Verse 1
Aram Kralının ordu komutanı Naaman efendisinin gözünde saygın, değerli bir adamdı. Çünkü RAB onun aracılığıyla Aramlıları zafere ulaştırmıştı. Naaman yiğit bir askerdi, ama bir deri hastalığına yakalanmıştı.
Verse 2
Aramlılar düzenledikleri akınlar sırasında İsrailden küçük bir kızı tutsak almışlardı. Bu kız Naamanın karısının hizmetine verilmişti.
Verse 3
Bir gün hanımına, "Keşke efendim Samiriyedeki peygamberin yanına gitse! Peygamber onu deri hastalığından kurtarırdı" dedi.
Verse 4
Naaman gidip İsrailli kızın söylediklerini efendisi krala anlattı.
Verse 5
Aram Kralı şöyle karşılık verdi: "Kalk git, seninle İsrail Kralına bir mektup göndereceğim." Naaman yanına on talant gümüş, altı bin şekelfç altın ve on takım giysi alıp gitti.
Verse 6
Mektubu İsrail Kralına verdi. Mektupta şunlar yazılıydı: "Bu mektupla birlikte sana kulum Naamanı gönderiyorum. Onu deri hastalığından kurtarmanı dilerim."
Verse 7
İsrail Kralı mektubu okuyunca giysilerini yırtıp şöyle haykırdı: "Ben Tanrı mıyım, can alıp can vereyim? Nasıl bana bir adam gönderip onu deri hastalığından kurtar der? Görüyor musunuz, açıkça benimle kavga çıkarmaya çalışıyor!"
Verse 8
İsrail Kralının giysilerini yırttığını duyan Tanrı adamı Elişa ona şu haberi gönderdi: "Neden giysilerini yırttın? Adam bana gelsin, İsrailde bir peygamber olduğunu anlasın!"
Verse 9
Böylece Naaman atları ve savaş arabalarıyla birlikte gidip Elişanın evinin kapısı önünde durdu.
Verse 10
Elişa ona şu haberi gönderdi: "Git, Şeria Irmağında yedi kez yıkan. Tenin eski halini alacak, tertemiz olacaksın."
Verse 11
Gelgelelim Naaman oradan öfkeyle ayrıldı. "Sandım ki dışarı çıkıp yanıma gelecek, Tanrısı RABbi adıyla çağırarak eliyle hastalıklı derime dokunup beni iyileştirecek" dedi,
Verse 12
"Şamın Avana ve Farpar ırmakları İsrailin bütün ırmaklarından daha iyi değil mi?
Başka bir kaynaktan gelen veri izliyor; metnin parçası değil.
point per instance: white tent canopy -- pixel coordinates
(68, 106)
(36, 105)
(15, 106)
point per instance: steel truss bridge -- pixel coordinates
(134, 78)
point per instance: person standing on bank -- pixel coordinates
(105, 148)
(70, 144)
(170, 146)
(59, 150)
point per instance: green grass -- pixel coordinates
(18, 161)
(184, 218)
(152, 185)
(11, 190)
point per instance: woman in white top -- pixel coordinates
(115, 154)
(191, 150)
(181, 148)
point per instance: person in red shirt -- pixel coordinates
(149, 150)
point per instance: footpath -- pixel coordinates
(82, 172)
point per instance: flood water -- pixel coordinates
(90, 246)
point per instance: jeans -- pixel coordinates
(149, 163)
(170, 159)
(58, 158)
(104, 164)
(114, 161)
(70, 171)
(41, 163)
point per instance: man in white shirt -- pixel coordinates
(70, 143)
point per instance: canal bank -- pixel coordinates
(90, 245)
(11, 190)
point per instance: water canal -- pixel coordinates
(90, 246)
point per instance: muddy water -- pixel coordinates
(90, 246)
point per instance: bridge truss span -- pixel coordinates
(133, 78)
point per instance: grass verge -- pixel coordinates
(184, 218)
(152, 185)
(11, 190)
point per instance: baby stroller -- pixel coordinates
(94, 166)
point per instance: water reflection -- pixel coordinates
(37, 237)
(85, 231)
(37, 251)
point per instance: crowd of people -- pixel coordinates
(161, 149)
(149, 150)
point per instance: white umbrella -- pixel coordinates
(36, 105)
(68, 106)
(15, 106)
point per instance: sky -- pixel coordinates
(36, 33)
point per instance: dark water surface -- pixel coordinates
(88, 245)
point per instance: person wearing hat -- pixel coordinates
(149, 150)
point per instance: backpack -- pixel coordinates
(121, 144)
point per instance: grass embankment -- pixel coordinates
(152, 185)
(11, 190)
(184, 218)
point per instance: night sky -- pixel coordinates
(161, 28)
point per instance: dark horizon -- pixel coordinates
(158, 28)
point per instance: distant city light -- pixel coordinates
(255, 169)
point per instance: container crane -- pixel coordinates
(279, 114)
Oralarda yıkanıp paklanamaz mıydım sanki?" Sonra öfkeyle dönüp gitti.
Verse 13
Naamanın görevlileri yanına varıp, "Efendim, peygamber senden daha zor bir şey istemiş olsaydı, yapmaz mıydın?" dediler, "Oysa o sana sadece, 'Yıkan, temizlen' diyor."
Verse 14
Bunun üzerine Naaman Tanrı adamının sözü uyarınca gidip Şeria Irmağında yedi kez suya daldı. Teni eski haline döndü, bebek teni gibi tertemiz oldu.
Verse 15
Naaman adamlarıyla birlikte Tanrı adamının yanına döndü. Onun önünde durup şöyle dedi: "Şimdi anladım ki, İsrail dışında dünyanın hiçbir yerinde Tanrı yoktur. Lütfen, bu kulunun armağanını kabul et."
Verse 16
Elişa, "Hizmetinde olduğum yaşayan RABbin adıyla ant içerim ki, hiçbir şey alamam" diye karşılık verdi. Naaman direttiyse de, Elişa almak istemedi.
Verse 17
Bunun üzerine Naaman, "Madem armağan istemiyorsun, öyleyse buradan iki katır yükü toprak almama izin ver" dedi, "Çünkü bu kulun artık RABbin dışında başka ilahlara yakmalık sunu ve kurban sunmayacaktır.
Verse 18
Ama RAB kulunu bir konuda bağışlasın. Efendim tapınmak için Rimmon Tapınağına girip kendisine eşlik etmemi isteyince, tapınakta onunla birlikte yere kapandığımda RAB bu kulunu bağışlasın."
Verse 19
Elişa ona, "Esenlikle git" dedi. Naaman oradan ayrılıp biraz uzaklaşınca,
Verse 20
Tanrı adamı Elişanın uşağı Gehazi, "Efendim, Aramlı Naamana çok yumuşak davrandı; getirdiği armağanları kabul etmedi" dedi, "Yaşayan RABbin hakkı için, peşinden koşup ondan bir şey alacağım."
Verse 21
Böylece Gehazi Naamanın peşine düştü. Naaman ardından birinin koştuğunu görünce, arabasından inip onu karşıladı ve, "Ne oldu?" diye sordu.
Verse 22
Gehazi, "Bir şey yok" dedi, "Yalnız efendimin bir ricası var. Biraz önce Efrayimin dağlık bölgesinden iki genç peygamber geldi. Efendim onlara bir talant gümüşle iki takım giysi vermen için beni gönderdi."
Verse 23
Naaman, "Lütfen iki talant al!" dedi ve ısrarla iki talant gümüşü iki torbaya koyup bağladı. Ayrıca iki uşağına da birer takım giysi verdi. Uşaklar Gehazinin önüsıra bunları taşıdılar.
Verse 24
Tepeye varınca Gehazi eşyaları ellerinden alıp eve koydu, adamları da geri gönderdi.
Verse 25
Sonra gidip efendisi Elişanın huzuruna çıktı. Elişa, "Neredeydin, Gehazi?" diye sordu. Gehazi, "Kulun hiçbir yere gitmedi" diye karşılık verdi.
Verse 26
Bunun üzerine Elişa, "O adam arabasından inip seni karşılarken ruhum seninle değil miydi?" diye sordu, "Şimdi gümüş ya da giysi, zeytinlik, bağ, koyun, sığır, erkek ve kadın köle almanın zamanı mı?
Verse 27
Bu yüzden Naaman'ın deri hastalığı sonsuza dek senin ve soyunun üzerinde kalacak." Böylece Gehazi Elişa'nın huzurundan kar gibi beyaz bir deri hastalığıyla ayrıldı.